Motorists were cited for speeding and running a stop sign. One arrest was made for a small amount of marijuana and for possession of drug paraphernalia.

Police were called away from the detail to respond to a man in a nearby parking lot who had overdosed on heroin. Police gave the man three doses of Narcan.

A fourth dose was given by emergency medical personnel who took the man to the Penn State Milton S. Hershey Medical Center.

On Friday Feb. 16, police issued 19 citations during a six-hour traffic detail from 4 to 10 p.m. The detail started on North Union Street and later moved to West Main Street near the Wells Fargo Bank.
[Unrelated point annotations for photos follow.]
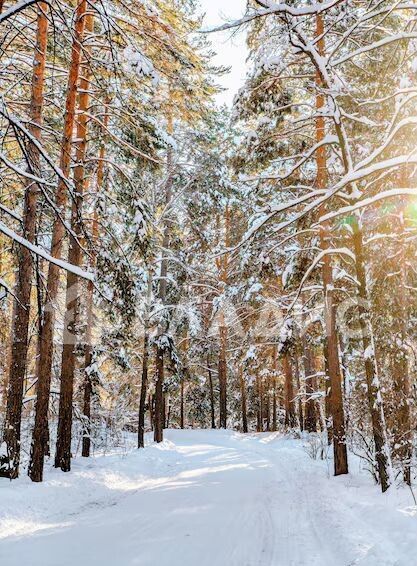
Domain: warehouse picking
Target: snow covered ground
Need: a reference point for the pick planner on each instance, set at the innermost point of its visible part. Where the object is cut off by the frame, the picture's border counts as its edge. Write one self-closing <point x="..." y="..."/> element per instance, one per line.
<point x="206" y="498"/>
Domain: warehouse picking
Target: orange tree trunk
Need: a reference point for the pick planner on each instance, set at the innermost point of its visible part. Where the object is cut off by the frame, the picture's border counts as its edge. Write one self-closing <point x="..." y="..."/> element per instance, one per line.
<point x="63" y="446"/>
<point x="40" y="432"/>
<point x="332" y="348"/>
<point x="21" y="307"/>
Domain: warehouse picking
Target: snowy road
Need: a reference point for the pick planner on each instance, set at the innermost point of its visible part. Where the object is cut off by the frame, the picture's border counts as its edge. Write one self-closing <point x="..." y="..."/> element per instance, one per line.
<point x="205" y="498"/>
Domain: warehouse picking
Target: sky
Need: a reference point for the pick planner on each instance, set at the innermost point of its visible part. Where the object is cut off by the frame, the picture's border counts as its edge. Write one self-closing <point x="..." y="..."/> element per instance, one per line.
<point x="230" y="47"/>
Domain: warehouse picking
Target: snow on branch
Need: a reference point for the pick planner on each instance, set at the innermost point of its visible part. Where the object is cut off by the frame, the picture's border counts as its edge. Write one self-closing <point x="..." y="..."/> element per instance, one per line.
<point x="19" y="7"/>
<point x="274" y="8"/>
<point x="368" y="202"/>
<point x="42" y="253"/>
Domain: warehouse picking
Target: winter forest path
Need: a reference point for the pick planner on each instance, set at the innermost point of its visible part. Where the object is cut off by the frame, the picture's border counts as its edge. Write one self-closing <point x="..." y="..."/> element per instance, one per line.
<point x="206" y="498"/>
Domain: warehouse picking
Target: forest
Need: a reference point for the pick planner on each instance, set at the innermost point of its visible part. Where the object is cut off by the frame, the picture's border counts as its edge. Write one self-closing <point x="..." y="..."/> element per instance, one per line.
<point x="185" y="282"/>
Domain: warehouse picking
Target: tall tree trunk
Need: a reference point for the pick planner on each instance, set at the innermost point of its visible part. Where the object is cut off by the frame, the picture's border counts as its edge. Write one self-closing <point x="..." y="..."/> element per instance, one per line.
<point x="290" y="419"/>
<point x="259" y="406"/>
<point x="310" y="422"/>
<point x="182" y="419"/>
<point x="243" y="400"/>
<point x="224" y="275"/>
<point x="274" y="390"/>
<point x="212" y="408"/>
<point x="332" y="350"/>
<point x="40" y="432"/>
<point x="376" y="407"/>
<point x="145" y="364"/>
<point x="21" y="306"/>
<point x="268" y="404"/>
<point x="75" y="255"/>
<point x="88" y="358"/>
<point x="223" y="373"/>
<point x="159" y="387"/>
<point x="159" y="397"/>
<point x="301" y="415"/>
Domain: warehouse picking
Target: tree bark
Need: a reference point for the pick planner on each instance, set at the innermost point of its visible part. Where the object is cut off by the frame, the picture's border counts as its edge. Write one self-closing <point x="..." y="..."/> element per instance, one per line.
<point x="310" y="421"/>
<point x="212" y="408"/>
<point x="159" y="387"/>
<point x="290" y="419"/>
<point x="75" y="255"/>
<point x="223" y="374"/>
<point x="145" y="364"/>
<point x="243" y="400"/>
<point x="376" y="407"/>
<point x="332" y="349"/>
<point x="88" y="358"/>
<point x="21" y="306"/>
<point x="40" y="432"/>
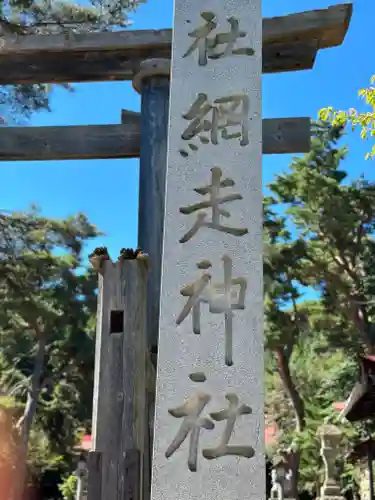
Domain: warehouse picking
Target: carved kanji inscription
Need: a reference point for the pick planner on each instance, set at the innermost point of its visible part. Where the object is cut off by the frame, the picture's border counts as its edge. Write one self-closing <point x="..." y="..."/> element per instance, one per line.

Most of the violations were for speeding, careless driving, and failing to obey a traffic control device. Police made one arrest for DUI and drug possession.

The 11 citations from the Feb. 2 detail totaled $1,746, while the 19 citations from the Feb. 16 detail netted $3,472.50.

That sounds like a lot of money going to police, but that’s not true, Castro said. “Popular misconceptions that traffic citations generate revenue for the borough are false.”

The borough gets 50 percent of the fine portion of the citation.

For example, if a driver gets a $141.50 citation for running a stop sign, the fine accounts for $25. The rest goes to emergency medical services and for court costs.

That leaves the borough’s take at $12.50, which the borough gets only after the motorist agrees to pay the citation, or is found guilty.

If the motorist fights the citation before the district judge, “in most cases an officer will be required to attend a court hearing for an issued citation meaning the $12.50 would not cover the majority of expenses the borough incurs during a traffic detail,” Castro told the Press & Journal.

In some cases two officers may have to attend a hearing. Then, a traffic ticket may end up costing the borough money, especially if one or more of the officers has to be paid overtime, said Patrol Officer Mark Laudenslager, MPD spokesman.

The traffic detail is not about generating revenue, but “to address traffic conditions” in Middletown, Mouchette said.

In addition, the details create a “large presence” of uniformed officers that serves to deter overall criminal activity, Castro said.